Iceland
is a very beautiful country, but a harsh one. One British TV personality
described it as like Scotland on steroids. It is a country painted in
bold colors. The black lava hillsides are often
capped with snow dripping down and fields of bright green moss climbing
up, each in a vain attempt to claim the hillside for their own. Lava
fields have their own stark beauty, but most people avoid them and miss
their hidden treasures.
Vatnajokull is the largest glacier in Europe. Actually it is one of the last remaining ice caps from the last Ice Age. It rests on land too low to develop a glacier, but it is so thick it creates its own weather and thereby maintains itself. The yearly snowfall builds up until the pressure causes the ice to flow outward. What you see in this picture is one of the outlet glaciers.
![]() |
![]() |
![]() |
While Iceland has a moist climate, the cool
weather and the constant wind combine to make it hard on plants. They
bloom quickly, but grow slowly. They stay low to the ground to avoid the
wind and unless you get out of your car and walk you are unlikely to
ever see them. (This doesn’t apply to the Blue Lupen, a
non-native plant imported to stabilize the soil and fix nitrogen. It is
taking over and driving out native plants. Fields of Blue Lupen
are quite lovely, though.) Note the cairns, ancient piles of rock
designed to guide people during bad weather. It’s bad luck to remove a
rock, but good luck to add one---as long as it doesn't fall off.
Iceland
is a cool country. It never gets really warm, but it never gets really
cold either. The average winter temperature is colder in New York
city. Unfortunately temperature doesn’t tell the whole story. Iceland
is the windiest populated place on earth, and the wind chill can be
quite severe. (This waterfall is being blown sideways.) Add the winter
storms that come in three-day cycles and you have a recipe for a wet,
miserable climate. If you let the weather stop you though, you’ll miss
out on much of what Iceland has to offer. (Icelanders say the weather
isn’t bad until you see whitecaps in the streets.)

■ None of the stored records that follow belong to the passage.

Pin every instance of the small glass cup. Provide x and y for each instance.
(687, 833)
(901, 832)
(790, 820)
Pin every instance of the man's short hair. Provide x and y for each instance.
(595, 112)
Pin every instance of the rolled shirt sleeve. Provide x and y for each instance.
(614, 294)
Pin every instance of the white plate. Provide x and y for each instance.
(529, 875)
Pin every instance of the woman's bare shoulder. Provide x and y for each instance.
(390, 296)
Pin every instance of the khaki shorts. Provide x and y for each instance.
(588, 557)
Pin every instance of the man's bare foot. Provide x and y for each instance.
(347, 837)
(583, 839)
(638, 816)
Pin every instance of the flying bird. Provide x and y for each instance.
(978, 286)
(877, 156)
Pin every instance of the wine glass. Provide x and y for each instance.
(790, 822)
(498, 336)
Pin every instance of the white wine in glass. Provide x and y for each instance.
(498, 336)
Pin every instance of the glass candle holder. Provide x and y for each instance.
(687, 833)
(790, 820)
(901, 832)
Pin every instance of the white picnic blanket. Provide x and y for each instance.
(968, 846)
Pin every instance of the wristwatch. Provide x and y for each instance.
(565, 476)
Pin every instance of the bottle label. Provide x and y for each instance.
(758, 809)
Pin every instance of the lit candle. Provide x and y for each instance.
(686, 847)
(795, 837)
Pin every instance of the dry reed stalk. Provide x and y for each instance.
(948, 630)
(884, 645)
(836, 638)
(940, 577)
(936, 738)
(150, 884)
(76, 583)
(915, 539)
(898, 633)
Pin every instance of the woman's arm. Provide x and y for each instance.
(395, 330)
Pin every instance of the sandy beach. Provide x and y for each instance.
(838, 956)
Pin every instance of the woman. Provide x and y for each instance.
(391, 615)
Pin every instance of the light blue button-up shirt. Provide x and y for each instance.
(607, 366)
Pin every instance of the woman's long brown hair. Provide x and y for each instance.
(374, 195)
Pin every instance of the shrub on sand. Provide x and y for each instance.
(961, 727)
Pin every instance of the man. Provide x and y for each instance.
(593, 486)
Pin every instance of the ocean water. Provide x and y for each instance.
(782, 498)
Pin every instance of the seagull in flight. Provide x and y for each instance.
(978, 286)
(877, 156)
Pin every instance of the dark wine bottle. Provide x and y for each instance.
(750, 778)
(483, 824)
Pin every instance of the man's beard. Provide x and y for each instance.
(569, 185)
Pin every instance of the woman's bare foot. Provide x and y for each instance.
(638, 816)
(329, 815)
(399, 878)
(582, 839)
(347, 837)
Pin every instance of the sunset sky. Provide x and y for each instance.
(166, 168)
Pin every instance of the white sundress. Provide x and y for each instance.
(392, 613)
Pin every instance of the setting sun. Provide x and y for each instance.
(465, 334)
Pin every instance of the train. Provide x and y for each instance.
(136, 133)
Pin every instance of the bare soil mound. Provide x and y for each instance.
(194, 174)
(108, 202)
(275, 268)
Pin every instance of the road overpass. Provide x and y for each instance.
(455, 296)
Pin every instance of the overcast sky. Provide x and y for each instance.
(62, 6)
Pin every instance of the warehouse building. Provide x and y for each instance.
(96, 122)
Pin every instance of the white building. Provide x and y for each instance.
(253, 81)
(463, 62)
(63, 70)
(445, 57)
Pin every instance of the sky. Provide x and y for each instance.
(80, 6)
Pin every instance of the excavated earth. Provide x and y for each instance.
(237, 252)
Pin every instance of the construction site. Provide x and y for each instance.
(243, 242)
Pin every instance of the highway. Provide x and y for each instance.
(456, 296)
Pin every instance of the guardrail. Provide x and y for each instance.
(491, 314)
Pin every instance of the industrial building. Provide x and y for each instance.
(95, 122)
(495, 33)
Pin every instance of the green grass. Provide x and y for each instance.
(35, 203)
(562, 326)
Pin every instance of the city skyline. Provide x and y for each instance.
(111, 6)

The Reykjanes peninsula juts off the southwest coast of Iceland and into the Atlantic. Another way of looking at it is that the Reykjanes ridge comes ashore. The Reykjanes ridge is where the American and European tectonic plates are moving apart and new land is created to fill in the gap. There is a point on the Reykjanes peninsula where you actually see the different plates, and where you can stand with one foot in the new world and one in the old. The fault created by the plates moving apart is responsible for the high level of geological activity in Iceland. It creates good things like geothermal energy, and bad things like earthquakes and volcanoes. (This picture is of the cliffs at the very edge of the American plate. On the other side of the cliffs and across a shallow rift is the European plate.)